Marchas e churrascos – Crônica S.A.X. Magazine #20

Nos últimos tempos, acompanhamos pela mídia uma enxurrada de manifestações, passeatas, marchas, caminhadas, voltas, movimentos, encontros e até churrascos para reivindicar os mais diversos direitos ou posições políticas. Algumas sérias e muito pertinentes, outras nem tanto.
Um bom exemplo foi o churrasco dos diferenciados, movimento que ganhou força na internet, virou assunto nos mais diversos meios de comunicação e que, de forma descontraída, se posicionou contra a visão equivocada, de apenas alguns moradores, diga-se de passagem, contra a instalação de uma estação do metrô no chique bairro paulistano de Higienópolis. “Diferenciados” virou hit, o adjetivo ganhou outros significados, quase que instantaneamente, com o efeito “viral” das redes sociais. No entanto, o caldo entornou e até algumas manifestações fascistas, que flertaram perigosamente com o antisemitismo, puderam ser lidas em alguns posts. Vale lembrar que Higienópolis é um bairro historicamente reconhecido pela sua grande comunidade judaica.
Pontos centrais da cidade como a Av. Paulista, a Praça da Sé e a Praça da República são as vítimas mais procuradas pelos criativos manifestantes. O trânsito, a sujeira e os transtornos provocados são revoltantes, mas não vamos discutir o óbvio. Logo após ser palco da “Caminhada da Diversidade”, a mais famosa avenida paulistana serviu de passarela para a “Marcha das Vagabas”, movimento importado do Canadá, onde três mil pessoas foram às ruas protestar contra a polêmica declaração de um policial em uma universidade que mulheres devem evitar se vestir como vagabundas para não se tornarem vítimas de abuso sexual. Por lá a passeata recebeu o curioso nome de “Slut Walk” e já passou pela Argentina, Estados Unidos, Inglaterra, Holanda e Nova Zelândia.
A criatividade anda baixa, cada manifestação gera uma série de clones, como o “Churrasco do Itaquerão” criado para conferir o andamento das obras no controvertido estádio do Timão. Assim vamos ajudar com algumas ideias: “Marcha Lenta” dos congestionados, para os pobres motoristas que ficam presos no  trânsito. Corrida de Sacos, para as senhoras que terão de carregar suas compras sem as sacolinhas plásticas. Saladinha Cultural, um almoço para protestar contra a desinformação da maioria dos manifestantes, que fazem uma verdadeira salada ao misturar assuntos distintos num mesmo protesto.
Exageros à parte, o problema é não termos uma cultura de liberdade de expressão. Por essas bandas ela é meio capenga, parcial e muito politicamente correta. Queremos falar de qualquer assunto, mas não queremos ouvir opiniões que divergem da nossa. O nosso desafio, como sociedade democrática, é deixar pessoas, que não compartilham das mesmas visões ou opiniões, também usufruírem dessa liberdade, desde que não ultrapassem os limites da lei. A cada declaração polêmica, devemos lembrar que é melhor ouvir, e discutir tal absurdo, do que calar. Até o Supremo Tribunal Federal foi acionado e decidiu, por unanimidade, liberar a “Marcha da Maconha”, que sofreu forte repressão da Polícia Militar de São Paulo em maio, declarando que a marcha não é apologia às drogas e sim uma livre manifestação do pensamento.

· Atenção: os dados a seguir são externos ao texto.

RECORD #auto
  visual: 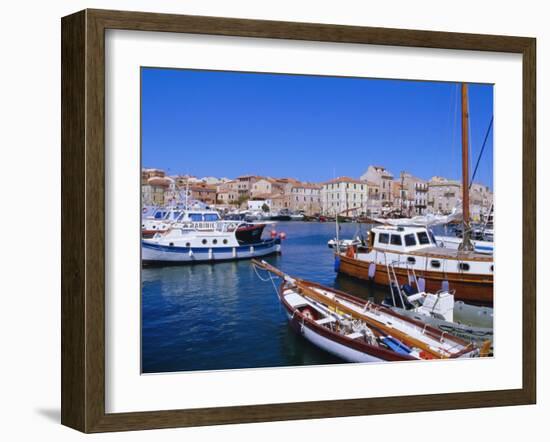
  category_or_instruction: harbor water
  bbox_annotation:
[141,222,385,373]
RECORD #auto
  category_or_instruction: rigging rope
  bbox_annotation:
[469,117,494,189]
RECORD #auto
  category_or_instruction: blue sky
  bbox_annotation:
[142,68,493,187]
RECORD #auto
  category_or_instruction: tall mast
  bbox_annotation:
[460,83,474,250]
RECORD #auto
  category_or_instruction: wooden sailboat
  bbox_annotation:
[335,84,494,305]
[252,260,488,362]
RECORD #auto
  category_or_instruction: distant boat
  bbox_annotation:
[327,238,362,250]
[435,235,494,255]
[290,213,305,221]
[252,260,488,362]
[335,83,494,305]
[141,210,281,264]
[269,209,292,221]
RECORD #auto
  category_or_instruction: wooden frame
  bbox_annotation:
[61,10,536,432]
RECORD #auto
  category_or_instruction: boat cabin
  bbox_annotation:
[369,226,437,253]
[177,210,221,223]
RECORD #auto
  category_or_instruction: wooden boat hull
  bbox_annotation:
[279,283,416,362]
[336,255,493,305]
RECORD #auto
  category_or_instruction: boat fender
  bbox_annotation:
[334,255,340,273]
[418,278,426,292]
[369,262,376,279]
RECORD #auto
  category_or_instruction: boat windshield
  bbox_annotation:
[416,231,430,245]
[204,213,220,221]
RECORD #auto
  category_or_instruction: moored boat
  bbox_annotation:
[335,226,494,305]
[141,221,283,265]
[252,260,487,362]
[382,263,493,343]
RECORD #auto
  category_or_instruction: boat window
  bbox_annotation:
[405,233,416,246]
[390,235,402,246]
[416,232,430,244]
[458,262,470,271]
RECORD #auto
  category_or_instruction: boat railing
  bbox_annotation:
[176,220,250,232]
[384,253,420,308]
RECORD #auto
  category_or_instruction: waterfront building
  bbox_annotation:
[321,177,368,216]
[361,166,393,208]
[470,183,493,221]
[216,180,239,205]
[250,178,284,199]
[235,175,262,198]
[189,183,216,204]
[367,181,382,217]
[246,200,271,212]
[141,175,174,206]
[427,176,462,214]
[290,182,321,216]
[141,169,166,185]
[394,172,434,216]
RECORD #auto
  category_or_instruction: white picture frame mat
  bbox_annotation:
[105,30,523,413]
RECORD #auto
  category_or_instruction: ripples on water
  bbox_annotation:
[142,222,392,373]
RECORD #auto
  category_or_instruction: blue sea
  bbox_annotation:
[141,222,392,373]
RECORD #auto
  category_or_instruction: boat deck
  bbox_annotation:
[375,247,493,261]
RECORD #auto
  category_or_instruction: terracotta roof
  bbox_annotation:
[324,176,367,184]
[292,183,322,189]
[147,176,174,187]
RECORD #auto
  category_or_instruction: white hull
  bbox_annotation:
[435,236,494,255]
[287,312,385,362]
[390,307,493,343]
[141,239,281,263]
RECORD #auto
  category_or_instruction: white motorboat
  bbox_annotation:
[327,238,362,250]
[141,219,284,264]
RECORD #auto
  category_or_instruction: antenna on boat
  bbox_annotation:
[458,83,474,251]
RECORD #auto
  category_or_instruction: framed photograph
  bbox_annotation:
[61,10,536,432]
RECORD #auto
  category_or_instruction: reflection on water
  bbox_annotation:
[142,222,392,373]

A polêmica criada pelas declarações do Deputado Federal Bolsonaro é exemplar. No Brasil, quer-se liberdade de expressão apenas para aqueles com quem concordamos. Quanto mais se revoltaram com tais declarações, maior foi a publicidade que “V. Excelência” contabilizou. Bolsonaro virou hit e provavelmente ganhou alguns seguidores para suas ideias reacionárias.
Em terra brazilis criticamos veículos da imprensa por serem parciais, mas a imparcialidade da informação é um mito, e seria mais saudável abandonarmos essa crença e termos consciência da linha ideológica de cada veículo, para identificarmos possíveis desvios. Na imprensa americana, a mesma notícia tem enfoque totalmente diferente nos canais de notícias, um claramente de direita e outro, copiado por aqui, mais de esquerda. Direita e esquerda se tornaram verdadeiros palavrões na maltratada democracia brasileira. Não se pode levar a sério uma democracia onde ninguém é de direita, todos são de esquerda, mas também não tão de esquerda assim. Mas isso é assunto para outra, longa e desinteressante, discussão e agora, vou ali na esquina, ver qual é a marcha do dia, quem sabe não rola até um  churrasquinho.